Mark Lebedew: Nie spodziewałem się wyniku 3:0
- Zakładałem, że każda z drużyn może wygrać, więc triumf Zaksy mnie nie dziwi. Jestem zaskoczony wynikiem 3:0 – powiedział trener kadry Słowenii Mark Lebedew, komentując zwycięstwo kędzierzyńskiej drużyny z Itas Trentino w finale Ligi Mistrzów siatkarzy, rozegranym w Lublanie.
Siatkarze Grupy Azoty Kędzierzyn-Koźle pokonali Itas 3:0 (25:22, 25:20, 32:30) i obronili trofeum.
- Nie pamiętam jednej konkretnej decydującej akcji. Na pewno bardzo dobrze zaprezentowali się przyjmujący kędzierzyńskiej drużyny, nie tylko w odbiorze zagrywki. Byli zdecydowanie lepsi od rywali – ocenił były szkoleniowiec m.in. Jastrzębskiego Węgla i Aluronu CMC Warty Zawiercie.

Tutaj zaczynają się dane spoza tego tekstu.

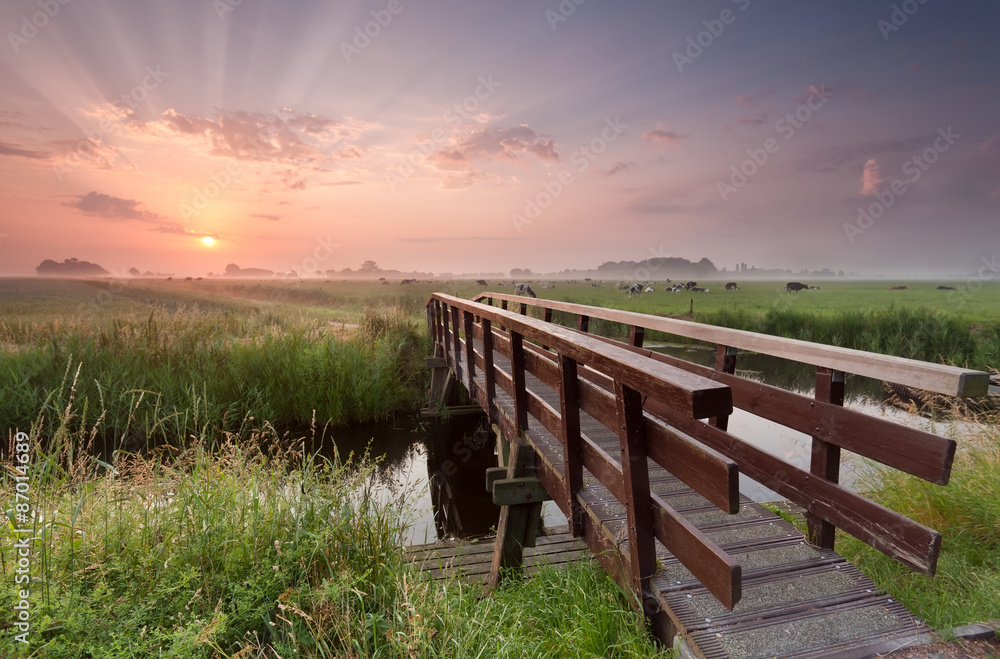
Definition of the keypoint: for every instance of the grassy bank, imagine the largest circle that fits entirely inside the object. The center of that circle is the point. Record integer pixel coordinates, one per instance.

ZOBACZ TAKŻE: Kamil Semeniuk i Gabi MVP finałów siatkarskiej LM 2022
Dodał, że mistrzowie Polski potwierdzili, że są najlepszym zespołem w Europie.
- Mają tytuły, to świetny klub. Przed finałem myślałem, że wygrać może każda z drużyn. Nie dziwi mnie więc triumf Zaksy, ale jestem zaskoczony wygraną 3:0 – zauważył.
Australijczyk od 10 lat mieszka w Żorach na Śląsku, gdzie znalazł żonę.
- Mam od niedawna polskie obywatelstwo i czekam na dowód osobisty. Potem mogę ubiegać się o paszport – wyjaśnił.
W lutym Lebedew został selekcjonerem reprezentacji Słowenii, jednocześnie prowadząc niemiecki VfB Friedrichshafen.
- Pracuję już na miejscu ze słoweńskimi siatkarzami od dwóch tygodni - zakończył były trener kadry Australii.